Introduction
You have been developing SPA using Angular 2+, and familiar with i18n with Angular.
Typically, the production build outputs such multiple deployment images for each locale:
And the build retrieves the translated XLIFF files:
Different software shops may have different collaboration workflows of handling localization/translation. If you are a full-stack developer working in a small shop, likely you will the one who proceeds the machine translation, before involving human translators.

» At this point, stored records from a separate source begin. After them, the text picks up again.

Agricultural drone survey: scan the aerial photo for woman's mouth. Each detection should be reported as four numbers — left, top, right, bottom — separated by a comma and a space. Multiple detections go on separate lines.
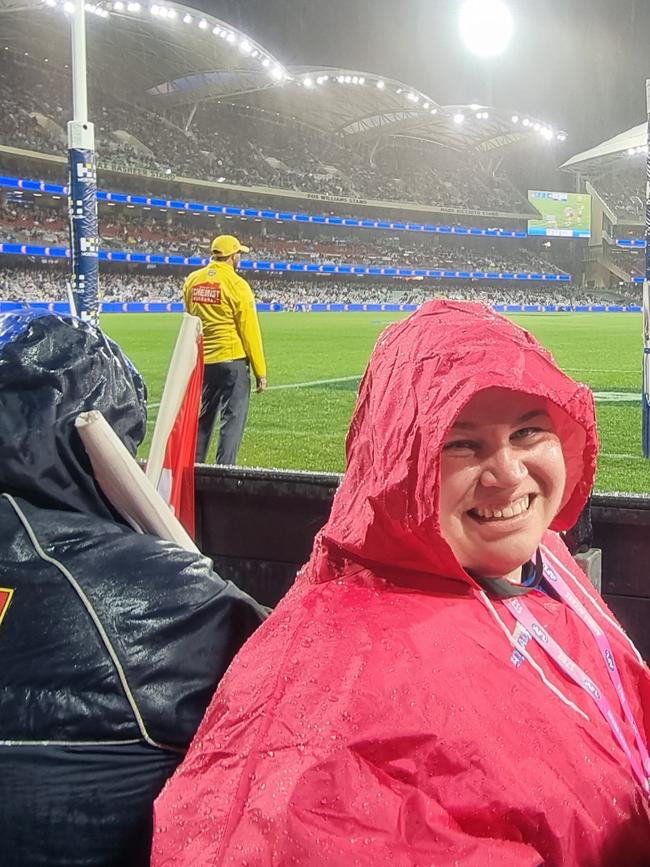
468, 494, 535, 522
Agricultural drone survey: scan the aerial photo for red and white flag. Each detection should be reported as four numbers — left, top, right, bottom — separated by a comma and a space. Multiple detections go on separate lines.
146, 313, 203, 536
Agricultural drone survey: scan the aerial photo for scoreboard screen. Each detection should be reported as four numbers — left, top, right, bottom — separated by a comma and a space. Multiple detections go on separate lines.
528, 190, 591, 238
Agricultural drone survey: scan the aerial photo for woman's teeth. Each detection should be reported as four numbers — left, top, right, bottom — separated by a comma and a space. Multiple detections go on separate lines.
470, 494, 530, 520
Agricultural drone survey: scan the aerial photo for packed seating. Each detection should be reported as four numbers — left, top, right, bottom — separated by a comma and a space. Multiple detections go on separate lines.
0, 55, 531, 213
0, 200, 562, 273
594, 166, 645, 222
0, 264, 628, 309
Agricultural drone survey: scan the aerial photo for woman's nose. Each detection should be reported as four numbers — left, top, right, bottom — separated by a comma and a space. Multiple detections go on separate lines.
481, 445, 527, 488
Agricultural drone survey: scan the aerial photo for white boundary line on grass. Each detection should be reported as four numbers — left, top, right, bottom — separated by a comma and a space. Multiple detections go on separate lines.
267, 373, 363, 391
148, 373, 363, 409
149, 384, 637, 409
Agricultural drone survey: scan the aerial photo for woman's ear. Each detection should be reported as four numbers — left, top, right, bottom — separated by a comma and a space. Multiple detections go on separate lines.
548, 401, 587, 516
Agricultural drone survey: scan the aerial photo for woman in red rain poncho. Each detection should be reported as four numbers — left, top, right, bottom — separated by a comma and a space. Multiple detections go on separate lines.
153, 302, 650, 867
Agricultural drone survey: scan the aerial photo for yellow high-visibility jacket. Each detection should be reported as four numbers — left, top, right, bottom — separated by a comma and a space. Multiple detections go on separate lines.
183, 262, 266, 378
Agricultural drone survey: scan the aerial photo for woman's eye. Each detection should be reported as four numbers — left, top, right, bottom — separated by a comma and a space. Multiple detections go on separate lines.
443, 440, 476, 452
512, 427, 544, 440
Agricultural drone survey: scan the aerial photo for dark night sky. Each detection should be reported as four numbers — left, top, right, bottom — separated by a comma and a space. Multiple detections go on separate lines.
190, 0, 650, 152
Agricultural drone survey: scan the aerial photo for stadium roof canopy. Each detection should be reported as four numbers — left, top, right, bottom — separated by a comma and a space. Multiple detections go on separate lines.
560, 123, 648, 175
0, 0, 566, 152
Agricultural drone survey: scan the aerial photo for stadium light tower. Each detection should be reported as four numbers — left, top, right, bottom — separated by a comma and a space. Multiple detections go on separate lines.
459, 0, 513, 58
68, 0, 99, 323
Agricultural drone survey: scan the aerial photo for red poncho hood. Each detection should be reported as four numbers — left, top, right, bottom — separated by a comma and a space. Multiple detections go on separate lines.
300, 301, 598, 589
152, 302, 650, 867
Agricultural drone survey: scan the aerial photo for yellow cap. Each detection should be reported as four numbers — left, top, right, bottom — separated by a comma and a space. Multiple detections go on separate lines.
210, 235, 250, 256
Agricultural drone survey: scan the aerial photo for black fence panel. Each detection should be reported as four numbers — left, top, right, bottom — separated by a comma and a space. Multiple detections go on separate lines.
196, 466, 650, 659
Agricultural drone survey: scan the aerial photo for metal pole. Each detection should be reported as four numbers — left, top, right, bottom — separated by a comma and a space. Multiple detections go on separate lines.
68, 0, 99, 324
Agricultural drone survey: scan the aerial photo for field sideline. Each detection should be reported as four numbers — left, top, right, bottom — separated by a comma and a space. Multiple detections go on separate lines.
102, 313, 650, 492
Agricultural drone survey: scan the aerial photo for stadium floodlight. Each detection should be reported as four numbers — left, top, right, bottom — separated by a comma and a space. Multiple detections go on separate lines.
459, 0, 513, 58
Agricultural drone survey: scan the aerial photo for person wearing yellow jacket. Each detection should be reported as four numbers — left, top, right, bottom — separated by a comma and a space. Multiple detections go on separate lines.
183, 235, 266, 464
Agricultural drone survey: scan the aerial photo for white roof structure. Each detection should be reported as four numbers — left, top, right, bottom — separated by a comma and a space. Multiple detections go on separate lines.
0, 0, 566, 153
560, 123, 648, 175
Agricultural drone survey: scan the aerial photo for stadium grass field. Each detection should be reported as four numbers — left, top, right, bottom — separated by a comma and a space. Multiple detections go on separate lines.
102, 313, 650, 492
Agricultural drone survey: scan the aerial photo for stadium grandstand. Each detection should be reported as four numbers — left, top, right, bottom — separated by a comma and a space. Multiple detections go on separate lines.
561, 123, 648, 287
0, 0, 611, 303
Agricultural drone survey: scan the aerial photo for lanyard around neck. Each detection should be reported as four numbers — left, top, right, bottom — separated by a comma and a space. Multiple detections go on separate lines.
503, 558, 650, 792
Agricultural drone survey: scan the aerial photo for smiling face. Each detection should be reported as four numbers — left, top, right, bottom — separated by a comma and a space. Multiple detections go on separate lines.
440, 388, 566, 581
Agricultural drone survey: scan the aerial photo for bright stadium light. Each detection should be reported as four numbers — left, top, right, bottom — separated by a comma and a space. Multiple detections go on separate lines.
459, 0, 513, 58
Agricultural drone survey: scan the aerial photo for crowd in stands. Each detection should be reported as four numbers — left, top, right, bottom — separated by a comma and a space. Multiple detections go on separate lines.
0, 200, 562, 273
593, 166, 645, 222
607, 247, 645, 277
0, 265, 628, 309
0, 55, 530, 213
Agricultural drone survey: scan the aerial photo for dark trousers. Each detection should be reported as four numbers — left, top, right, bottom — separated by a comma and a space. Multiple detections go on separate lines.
196, 358, 251, 464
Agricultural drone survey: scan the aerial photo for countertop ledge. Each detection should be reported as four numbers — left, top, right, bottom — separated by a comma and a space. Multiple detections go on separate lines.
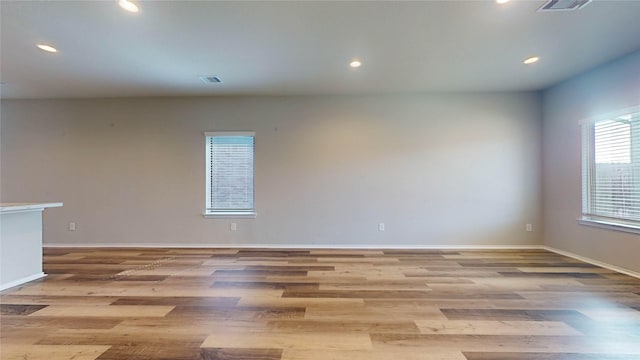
0, 202, 62, 213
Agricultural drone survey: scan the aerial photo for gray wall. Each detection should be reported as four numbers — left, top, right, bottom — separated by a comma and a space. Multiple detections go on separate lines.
1, 93, 544, 247
543, 52, 640, 271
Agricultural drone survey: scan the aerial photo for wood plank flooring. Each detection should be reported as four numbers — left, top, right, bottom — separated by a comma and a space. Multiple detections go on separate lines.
0, 248, 640, 360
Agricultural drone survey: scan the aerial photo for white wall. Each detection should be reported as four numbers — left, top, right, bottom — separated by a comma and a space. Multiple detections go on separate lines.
543, 52, 640, 272
1, 93, 542, 246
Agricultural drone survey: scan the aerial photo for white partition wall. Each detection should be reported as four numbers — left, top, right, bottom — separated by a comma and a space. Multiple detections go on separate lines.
0, 203, 62, 290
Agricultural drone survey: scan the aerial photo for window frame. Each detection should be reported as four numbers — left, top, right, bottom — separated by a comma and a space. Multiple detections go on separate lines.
202, 131, 257, 218
577, 105, 640, 234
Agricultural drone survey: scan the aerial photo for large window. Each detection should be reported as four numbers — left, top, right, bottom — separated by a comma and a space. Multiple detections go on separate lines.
205, 132, 255, 216
582, 110, 640, 230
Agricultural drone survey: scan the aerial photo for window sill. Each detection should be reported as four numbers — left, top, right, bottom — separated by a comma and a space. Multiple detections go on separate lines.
577, 217, 640, 234
202, 211, 257, 219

There are wide variety of tools available to automate the machine translation as much as possible, most of them are with interactive GUI. If you prefer CLI and batch processing for the sake of Continuous Integration, you may be interested in using GoogleTranslateXliff introduced in this article.

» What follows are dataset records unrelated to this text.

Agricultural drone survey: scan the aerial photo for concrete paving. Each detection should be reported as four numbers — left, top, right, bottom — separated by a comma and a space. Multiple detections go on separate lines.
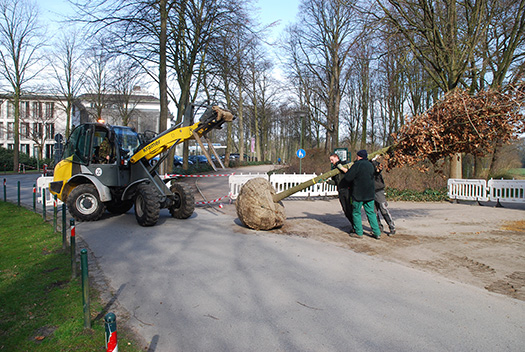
5, 169, 525, 352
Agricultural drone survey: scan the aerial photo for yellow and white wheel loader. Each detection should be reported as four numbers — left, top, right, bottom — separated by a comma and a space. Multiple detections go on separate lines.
49, 106, 233, 226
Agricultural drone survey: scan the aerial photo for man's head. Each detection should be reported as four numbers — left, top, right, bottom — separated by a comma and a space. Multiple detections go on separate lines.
357, 149, 368, 160
330, 154, 339, 165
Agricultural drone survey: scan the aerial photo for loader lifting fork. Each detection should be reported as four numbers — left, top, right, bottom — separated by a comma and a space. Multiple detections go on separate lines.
46, 106, 233, 226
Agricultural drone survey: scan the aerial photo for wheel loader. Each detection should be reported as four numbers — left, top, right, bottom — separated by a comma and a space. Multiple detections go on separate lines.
49, 106, 233, 226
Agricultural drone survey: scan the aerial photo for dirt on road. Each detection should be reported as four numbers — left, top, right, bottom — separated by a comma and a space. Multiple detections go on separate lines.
182, 166, 525, 300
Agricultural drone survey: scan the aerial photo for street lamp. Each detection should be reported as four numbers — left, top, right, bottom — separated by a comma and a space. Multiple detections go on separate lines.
295, 110, 308, 173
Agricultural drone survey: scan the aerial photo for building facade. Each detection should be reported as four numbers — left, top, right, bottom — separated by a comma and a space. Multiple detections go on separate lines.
0, 94, 73, 158
74, 86, 160, 133
0, 88, 160, 159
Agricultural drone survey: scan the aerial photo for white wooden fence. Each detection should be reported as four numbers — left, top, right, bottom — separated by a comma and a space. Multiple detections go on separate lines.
448, 178, 525, 203
228, 174, 337, 199
36, 176, 62, 206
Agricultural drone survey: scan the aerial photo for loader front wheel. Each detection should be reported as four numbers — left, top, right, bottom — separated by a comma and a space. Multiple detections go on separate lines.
106, 200, 133, 215
169, 183, 195, 219
135, 183, 160, 226
66, 184, 105, 221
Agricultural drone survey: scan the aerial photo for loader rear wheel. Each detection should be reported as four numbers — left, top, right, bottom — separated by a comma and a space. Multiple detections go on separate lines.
106, 200, 133, 215
169, 183, 195, 219
66, 184, 105, 221
135, 183, 160, 226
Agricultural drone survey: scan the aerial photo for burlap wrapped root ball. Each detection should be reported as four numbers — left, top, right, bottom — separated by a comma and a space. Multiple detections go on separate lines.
235, 178, 286, 230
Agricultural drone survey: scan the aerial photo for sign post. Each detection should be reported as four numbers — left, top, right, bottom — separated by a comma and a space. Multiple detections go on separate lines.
295, 149, 306, 173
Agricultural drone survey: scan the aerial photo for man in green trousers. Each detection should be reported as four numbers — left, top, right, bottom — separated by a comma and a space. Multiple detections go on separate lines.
338, 149, 381, 239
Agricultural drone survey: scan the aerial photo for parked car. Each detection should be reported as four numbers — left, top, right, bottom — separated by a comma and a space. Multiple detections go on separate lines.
149, 155, 193, 167
188, 155, 208, 164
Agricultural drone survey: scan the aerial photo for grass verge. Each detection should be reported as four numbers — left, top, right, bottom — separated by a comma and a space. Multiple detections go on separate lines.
0, 202, 141, 352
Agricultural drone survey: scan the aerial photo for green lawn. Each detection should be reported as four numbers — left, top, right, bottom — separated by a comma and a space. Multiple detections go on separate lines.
0, 202, 141, 352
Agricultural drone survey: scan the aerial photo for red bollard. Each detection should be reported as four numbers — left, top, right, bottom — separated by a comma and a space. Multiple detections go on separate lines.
104, 313, 118, 352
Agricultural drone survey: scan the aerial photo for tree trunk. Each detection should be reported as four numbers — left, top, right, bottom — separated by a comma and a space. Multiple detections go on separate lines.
449, 153, 463, 178
158, 0, 168, 174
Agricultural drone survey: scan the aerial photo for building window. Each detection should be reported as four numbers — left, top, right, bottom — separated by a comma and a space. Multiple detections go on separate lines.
20, 122, 31, 139
33, 101, 42, 120
46, 144, 54, 159
7, 102, 15, 119
33, 122, 42, 138
20, 144, 29, 155
46, 123, 55, 139
7, 122, 15, 139
20, 101, 31, 120
46, 102, 55, 120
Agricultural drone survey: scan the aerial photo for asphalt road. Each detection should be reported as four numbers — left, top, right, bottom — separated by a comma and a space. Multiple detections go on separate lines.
4, 170, 525, 352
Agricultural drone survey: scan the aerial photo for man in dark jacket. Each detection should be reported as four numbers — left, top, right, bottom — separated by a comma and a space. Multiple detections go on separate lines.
328, 154, 355, 233
372, 158, 396, 236
338, 149, 381, 239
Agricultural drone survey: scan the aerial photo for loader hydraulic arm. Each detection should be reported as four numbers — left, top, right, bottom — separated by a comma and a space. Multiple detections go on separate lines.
130, 106, 233, 163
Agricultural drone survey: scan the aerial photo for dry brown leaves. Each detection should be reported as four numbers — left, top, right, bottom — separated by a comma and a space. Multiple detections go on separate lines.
386, 86, 525, 168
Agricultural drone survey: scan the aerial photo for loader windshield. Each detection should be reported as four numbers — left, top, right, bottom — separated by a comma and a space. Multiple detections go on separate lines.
63, 125, 92, 165
113, 126, 140, 159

Continuous Integration with Machine Translation
Write Codes and Test with Development Build
Most of the time during coding, you would be using the development build in a default language.
Update Translation Resource Files
Once you (your team) feel confident of making a release, you update, add or merge the translation resource files through this command:
ng extract-i18n
By default, all the new translation units are with state "new" (XLIFF 1.2) or "initial" (XLIFF 2.0).
As of Angular 19, it is better to update this command with ng-extract-i18n-merge which can merge the updates well.
The .angular.json
file should have the following:
"extract-i18n": {
"builder": "ng-extract-i18n-merge:ng-extract-i18n-merge",
"options": {
"buildTarget": "myng:build",
"format": "xlf",
"outputPath": "src/locales",
"targetFiles": [
"messages.zh-hans.xlf",
"messages.zh-hant.xlf",
"messages.ja.xlf",
"messages.th.xlf",
"messages.es.xlf",
"messages.pt.xlf",
"messages.fr.xlf",
"messages.hi.xlf"
],
References:
- https://stackoverflow.com/questions/71775495/update-merge-i18n-translation-files-in-angular
-
ng add ng-extract-i18n-merge
from https://github.com/daniel-sc/ng-extract-i18n-merge .
Translate Using Google Translate API v2 or v3
Prerequisites:
- You have Google Cloud API account, and have acquired API Key for Google Translate v2 or client secret for v3.
- You have GoogleTranslateStrings.exe installed in your dev PC. The build scripts for Windows, MacOS and Linux are located in the app code folder for any of the stable releases, presumably you know how to build DotNet programs on Linux or MacOS.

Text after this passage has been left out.